Understanding Sentence and Document Embeddings in NLP

Table of Contents

What is Sentence and Document Embeddings

Sentence and document embeddings are at the core of Natural Language Processing (NLP). These embeddings are represented in a close real-valued vectors format and are created in such a way that these contains the meaning of the whole sentences, paragraphs, or documents. Word embeddings were able to express meaning of single word only, but sentence and document embeddings can contain the meaning of the larger text structure like a complete sentence, or a document. These embeddings form the foundation for applications where contextual understanding is very important to perform the task, for example in semantic search, text clustering, sentiment analysis and document classification.

Why Use Embeddings?

Semantic understanding is one of the key use case for embeddings. Traditional approaches like one-hot encoding or bag-of-words were not able to correctly understand the contextual meaning given in the sentence. But these embeddings are created to understand context and meaning in the the sentence.
Dimensionality Reduction is one of the benefit of embeddings.
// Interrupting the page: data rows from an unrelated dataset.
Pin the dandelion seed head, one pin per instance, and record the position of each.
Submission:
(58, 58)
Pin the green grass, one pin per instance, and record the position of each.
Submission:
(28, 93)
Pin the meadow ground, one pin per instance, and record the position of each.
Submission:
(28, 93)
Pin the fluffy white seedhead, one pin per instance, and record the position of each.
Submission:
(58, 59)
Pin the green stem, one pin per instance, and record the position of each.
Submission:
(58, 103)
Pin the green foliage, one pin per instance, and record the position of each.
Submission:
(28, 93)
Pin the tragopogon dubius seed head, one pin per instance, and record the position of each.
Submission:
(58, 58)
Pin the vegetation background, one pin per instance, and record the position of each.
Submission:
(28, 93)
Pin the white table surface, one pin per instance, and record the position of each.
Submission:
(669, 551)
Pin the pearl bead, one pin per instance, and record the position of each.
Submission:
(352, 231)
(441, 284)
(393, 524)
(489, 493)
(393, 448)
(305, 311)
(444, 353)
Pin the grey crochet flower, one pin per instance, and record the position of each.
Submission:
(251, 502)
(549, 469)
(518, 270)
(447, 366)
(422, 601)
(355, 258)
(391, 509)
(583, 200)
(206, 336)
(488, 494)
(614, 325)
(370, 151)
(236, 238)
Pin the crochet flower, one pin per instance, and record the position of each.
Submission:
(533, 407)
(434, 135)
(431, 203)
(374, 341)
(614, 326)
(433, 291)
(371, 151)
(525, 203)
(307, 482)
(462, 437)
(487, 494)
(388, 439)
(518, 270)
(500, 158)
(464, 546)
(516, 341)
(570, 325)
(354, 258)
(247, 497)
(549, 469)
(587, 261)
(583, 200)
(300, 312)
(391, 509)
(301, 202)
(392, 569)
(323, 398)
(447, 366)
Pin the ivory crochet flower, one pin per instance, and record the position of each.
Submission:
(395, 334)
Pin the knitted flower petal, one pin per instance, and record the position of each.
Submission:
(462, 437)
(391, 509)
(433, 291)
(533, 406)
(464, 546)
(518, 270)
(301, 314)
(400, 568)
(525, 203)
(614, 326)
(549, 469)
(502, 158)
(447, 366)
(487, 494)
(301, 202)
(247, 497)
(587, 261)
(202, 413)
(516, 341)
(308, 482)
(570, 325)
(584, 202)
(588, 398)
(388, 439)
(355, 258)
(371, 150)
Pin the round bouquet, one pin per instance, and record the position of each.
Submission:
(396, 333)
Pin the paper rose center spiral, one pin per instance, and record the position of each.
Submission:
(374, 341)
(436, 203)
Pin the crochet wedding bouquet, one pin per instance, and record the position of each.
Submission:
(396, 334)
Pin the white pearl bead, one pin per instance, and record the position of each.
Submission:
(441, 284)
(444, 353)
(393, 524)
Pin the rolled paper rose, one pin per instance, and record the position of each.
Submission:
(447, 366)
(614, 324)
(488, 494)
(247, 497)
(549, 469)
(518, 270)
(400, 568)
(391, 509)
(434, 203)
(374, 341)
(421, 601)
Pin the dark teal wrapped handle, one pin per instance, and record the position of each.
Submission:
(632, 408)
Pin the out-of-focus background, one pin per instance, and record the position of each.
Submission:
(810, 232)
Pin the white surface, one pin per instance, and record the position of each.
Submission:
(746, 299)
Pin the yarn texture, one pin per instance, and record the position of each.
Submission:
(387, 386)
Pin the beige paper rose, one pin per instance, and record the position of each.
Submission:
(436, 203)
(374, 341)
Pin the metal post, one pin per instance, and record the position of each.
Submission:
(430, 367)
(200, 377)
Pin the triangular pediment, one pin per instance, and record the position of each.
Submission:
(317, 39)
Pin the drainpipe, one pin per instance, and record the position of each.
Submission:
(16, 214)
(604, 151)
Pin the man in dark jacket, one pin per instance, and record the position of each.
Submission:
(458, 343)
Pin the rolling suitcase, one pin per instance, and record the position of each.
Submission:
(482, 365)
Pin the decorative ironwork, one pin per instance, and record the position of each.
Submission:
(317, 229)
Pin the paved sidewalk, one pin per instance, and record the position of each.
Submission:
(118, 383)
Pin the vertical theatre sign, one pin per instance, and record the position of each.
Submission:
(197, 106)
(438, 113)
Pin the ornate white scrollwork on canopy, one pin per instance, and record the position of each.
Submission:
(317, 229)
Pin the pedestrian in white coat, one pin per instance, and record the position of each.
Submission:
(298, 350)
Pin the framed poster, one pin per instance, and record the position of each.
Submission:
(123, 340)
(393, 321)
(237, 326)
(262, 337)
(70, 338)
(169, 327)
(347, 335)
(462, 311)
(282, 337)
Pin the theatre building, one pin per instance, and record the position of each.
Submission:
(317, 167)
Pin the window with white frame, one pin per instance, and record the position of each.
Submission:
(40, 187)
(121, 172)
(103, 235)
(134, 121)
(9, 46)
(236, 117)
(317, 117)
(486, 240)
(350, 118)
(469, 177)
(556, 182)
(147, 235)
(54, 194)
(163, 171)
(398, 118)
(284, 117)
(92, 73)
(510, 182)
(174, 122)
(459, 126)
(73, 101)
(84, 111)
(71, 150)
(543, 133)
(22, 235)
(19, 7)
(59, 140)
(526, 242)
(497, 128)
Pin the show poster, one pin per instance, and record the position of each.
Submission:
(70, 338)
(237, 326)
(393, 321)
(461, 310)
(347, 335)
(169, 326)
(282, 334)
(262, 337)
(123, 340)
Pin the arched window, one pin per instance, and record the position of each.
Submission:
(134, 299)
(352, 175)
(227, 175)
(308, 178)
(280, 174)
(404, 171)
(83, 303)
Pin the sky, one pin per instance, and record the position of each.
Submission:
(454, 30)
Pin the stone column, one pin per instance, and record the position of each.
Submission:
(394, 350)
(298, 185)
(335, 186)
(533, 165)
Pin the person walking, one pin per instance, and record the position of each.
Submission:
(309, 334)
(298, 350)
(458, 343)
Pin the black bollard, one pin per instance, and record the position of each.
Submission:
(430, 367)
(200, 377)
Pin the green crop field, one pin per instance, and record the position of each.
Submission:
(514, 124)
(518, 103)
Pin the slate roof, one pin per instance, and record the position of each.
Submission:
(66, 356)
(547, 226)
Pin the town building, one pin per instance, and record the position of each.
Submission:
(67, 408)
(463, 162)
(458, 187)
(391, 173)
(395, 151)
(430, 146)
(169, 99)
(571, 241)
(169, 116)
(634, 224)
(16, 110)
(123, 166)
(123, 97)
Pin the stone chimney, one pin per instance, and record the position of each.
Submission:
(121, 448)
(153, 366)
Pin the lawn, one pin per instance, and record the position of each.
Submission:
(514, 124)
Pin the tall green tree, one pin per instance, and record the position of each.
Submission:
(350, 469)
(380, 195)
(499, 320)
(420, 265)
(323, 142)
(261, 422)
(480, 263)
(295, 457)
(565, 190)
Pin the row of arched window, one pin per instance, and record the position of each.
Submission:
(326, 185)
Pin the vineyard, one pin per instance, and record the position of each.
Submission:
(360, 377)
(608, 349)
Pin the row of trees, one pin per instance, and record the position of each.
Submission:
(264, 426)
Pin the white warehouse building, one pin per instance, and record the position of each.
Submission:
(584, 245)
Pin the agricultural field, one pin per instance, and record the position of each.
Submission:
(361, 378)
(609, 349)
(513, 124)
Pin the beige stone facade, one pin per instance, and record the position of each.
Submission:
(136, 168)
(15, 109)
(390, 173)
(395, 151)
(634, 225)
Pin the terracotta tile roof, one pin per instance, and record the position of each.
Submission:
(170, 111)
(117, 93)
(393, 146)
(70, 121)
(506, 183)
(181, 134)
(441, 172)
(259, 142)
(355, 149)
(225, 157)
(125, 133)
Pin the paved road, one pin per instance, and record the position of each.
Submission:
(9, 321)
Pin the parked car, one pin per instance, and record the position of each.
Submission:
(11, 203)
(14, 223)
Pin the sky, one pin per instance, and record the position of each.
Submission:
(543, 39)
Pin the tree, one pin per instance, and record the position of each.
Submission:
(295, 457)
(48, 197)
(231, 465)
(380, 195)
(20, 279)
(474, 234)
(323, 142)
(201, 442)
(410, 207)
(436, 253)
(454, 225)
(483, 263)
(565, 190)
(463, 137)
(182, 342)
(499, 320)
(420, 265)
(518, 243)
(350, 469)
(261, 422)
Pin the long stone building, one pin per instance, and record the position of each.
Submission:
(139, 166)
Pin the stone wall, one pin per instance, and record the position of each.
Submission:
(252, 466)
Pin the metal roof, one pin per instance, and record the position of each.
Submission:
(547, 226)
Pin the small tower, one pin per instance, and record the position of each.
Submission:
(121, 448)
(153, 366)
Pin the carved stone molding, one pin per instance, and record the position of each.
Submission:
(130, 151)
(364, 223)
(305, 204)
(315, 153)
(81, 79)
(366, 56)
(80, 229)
The embeddings map high-dimensional data (means text data) into lower dimensions (like close real-number vectors). This take less memory to store and improve efficiency.
Improved Similarity Matching: Since these embeddings understand the contextual meaning of the whole sentence or document, these can be used to compare different sentences or documents. This helps in categorizing the documents and text clustering.

Types of Embeddings and How They Work

There are various types of embeddings used in model NLP. Each embedding technique has its own characteristics and use cases.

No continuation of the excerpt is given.